ACE IN THE HOLE 1951 The great, lost, bilious entry in Wilder's oeuvre, Ace (a.k.a. The Big Carnival) is downright prescient in its portrait of a vicious reporter (Kirk Douglas) who will sell out anyone for a story. "I don't pray," says nominal heroine Jan Sterling. "Kneeling bags my nylons." Why isn't this on video?

STALAG 17 1953 It was the original inspiration for TV's Hogan's Heroes, but Wilder took it quite a bit deeper by spinning his POWs' lives into a daily grind of boredom, anger, humor, and terror. William Holden won an Oscar as the bitter, is-he-or-isn't-he-a-rat Sergeant Sefton.

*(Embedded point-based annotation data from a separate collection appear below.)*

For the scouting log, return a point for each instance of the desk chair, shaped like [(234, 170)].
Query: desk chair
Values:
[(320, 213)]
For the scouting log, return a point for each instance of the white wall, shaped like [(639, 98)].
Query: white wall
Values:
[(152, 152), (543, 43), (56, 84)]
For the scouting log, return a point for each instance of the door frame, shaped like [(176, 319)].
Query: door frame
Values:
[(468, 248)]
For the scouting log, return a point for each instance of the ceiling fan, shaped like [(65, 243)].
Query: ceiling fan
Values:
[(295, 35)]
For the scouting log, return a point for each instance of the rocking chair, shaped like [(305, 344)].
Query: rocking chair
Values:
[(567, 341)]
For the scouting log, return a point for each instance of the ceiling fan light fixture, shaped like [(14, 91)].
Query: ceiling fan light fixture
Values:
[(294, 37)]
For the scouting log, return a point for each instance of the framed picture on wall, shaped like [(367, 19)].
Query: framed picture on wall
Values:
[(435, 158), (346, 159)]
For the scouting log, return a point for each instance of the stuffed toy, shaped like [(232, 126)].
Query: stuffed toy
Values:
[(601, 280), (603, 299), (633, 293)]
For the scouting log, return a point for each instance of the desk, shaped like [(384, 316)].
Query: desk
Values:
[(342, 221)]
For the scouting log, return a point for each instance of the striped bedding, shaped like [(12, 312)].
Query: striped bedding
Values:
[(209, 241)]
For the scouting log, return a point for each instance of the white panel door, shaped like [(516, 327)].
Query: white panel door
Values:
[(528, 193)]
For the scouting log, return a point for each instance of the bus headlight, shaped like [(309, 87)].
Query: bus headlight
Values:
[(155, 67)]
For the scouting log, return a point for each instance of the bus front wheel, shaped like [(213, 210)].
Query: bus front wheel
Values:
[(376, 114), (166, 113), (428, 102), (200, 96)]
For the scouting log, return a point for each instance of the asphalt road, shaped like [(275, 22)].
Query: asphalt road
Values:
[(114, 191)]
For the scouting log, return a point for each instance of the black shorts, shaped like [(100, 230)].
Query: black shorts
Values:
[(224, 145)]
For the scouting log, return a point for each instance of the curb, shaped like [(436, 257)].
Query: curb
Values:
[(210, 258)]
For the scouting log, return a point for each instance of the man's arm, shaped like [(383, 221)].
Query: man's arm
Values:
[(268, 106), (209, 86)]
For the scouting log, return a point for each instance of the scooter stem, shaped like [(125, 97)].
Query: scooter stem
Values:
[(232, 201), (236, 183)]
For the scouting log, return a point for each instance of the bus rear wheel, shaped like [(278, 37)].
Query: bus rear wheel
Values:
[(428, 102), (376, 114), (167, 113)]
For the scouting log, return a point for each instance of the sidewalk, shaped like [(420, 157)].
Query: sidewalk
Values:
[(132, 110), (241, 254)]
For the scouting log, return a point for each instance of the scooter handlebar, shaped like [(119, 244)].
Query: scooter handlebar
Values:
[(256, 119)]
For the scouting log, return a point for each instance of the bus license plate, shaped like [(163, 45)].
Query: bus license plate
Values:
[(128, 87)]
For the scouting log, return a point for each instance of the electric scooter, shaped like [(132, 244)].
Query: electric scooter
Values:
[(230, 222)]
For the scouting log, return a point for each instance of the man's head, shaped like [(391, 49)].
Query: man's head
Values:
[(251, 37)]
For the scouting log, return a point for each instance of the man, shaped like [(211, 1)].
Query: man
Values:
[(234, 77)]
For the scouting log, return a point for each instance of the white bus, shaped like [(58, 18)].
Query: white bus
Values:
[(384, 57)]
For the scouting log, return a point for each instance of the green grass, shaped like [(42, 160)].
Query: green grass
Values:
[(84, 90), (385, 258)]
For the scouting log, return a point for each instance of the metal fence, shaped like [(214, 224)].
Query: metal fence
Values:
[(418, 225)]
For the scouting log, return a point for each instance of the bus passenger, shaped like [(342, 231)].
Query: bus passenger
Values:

SABRINA 1954 Wilder wanted Cary Grant but got Humphrey Bogart as the businessman who woos chauffeur's daughter Audrey Hepburn away from his playboy brother Holden. Filming was torturous--cowriter Ernest Lehman had a nervous breakdown, and Bogie and Billy detested each other--but, what do you know, the film itself's a beaut.

THE SEVEN YEAR ITCH 1955 Married man Tom Ewell goes ah-ooh-ga over bombshell neighbor Marilyn Monroe. Perhaps the weakest "classic" on the resume--it plays like a bad Playboy cartoon from the mid-'50s--Itch at least gave pop culture that iconic shot of Marilyn over the subway grate. Too bad the studio wouldn't let Wilder hire the actor he wanted for the lead--an unknown named Walter Matthau.

LOVE IN THE AFTERNOON 1957 This one's divisive: Crowe thinks it's one of Wilder's best, others find the romance between aging roue Gary Cooper and girlish Parisienne Audrey Hepburn just plain creepy. It's actually the director's nostalgic tip of the hat to European (a)morals and his filmmaking mentor Lubitsch.

WITNESS FOR THE PROSECUTION 1957 "I wanted to do a Hitchcock picture," the director admitted about this courtroom thriller. The result is truer to original source Agatha Christie than to Wilder--it was the author's own favorite Christie movie, according to Wilder--but it's still a nifty, duplicitous piece of work.

SOME LIKE IT HOT 1959 An astonishingly precise inquisition into the fluidity of gender, Marilyn Monroe's single most cohesive performance, Cary Grant's only appearance in a Wilder film (albeit by way of Tony Curtis), and possibly the greatest comedy ever made in America. Nobody's perfect, but this movie is.

THE APARTMENT 1960 Continuing his late-inning streak, Wilder won a second directing Oscar for this heartbreakingly funny moral fable about a corporate shnook (Jack Lemmon, never better) who lends his flat out for his bosses' whoopie. It's an early premonition of our modern cubicle politics, and it stings like hell.

ONE, TWO, THREE 1961 "The general idea was, let's make the fastest picture in the world." And how: Wilder allowed Jimmy Cagney to go out the way he came in--in overdrive--as a manic Coca-Cola executive in divided Berlin. Abrasive but amazing.

THE FORTUNE COOKIE 1966 Wilder finally got to hire that actor named Matthau--who promptly won an Oscar as a lawyer noodging injured brother-in-law Lemmon into a lawsuit. The director's jokey cynicism gets the better of him here, but Matthau's a joy.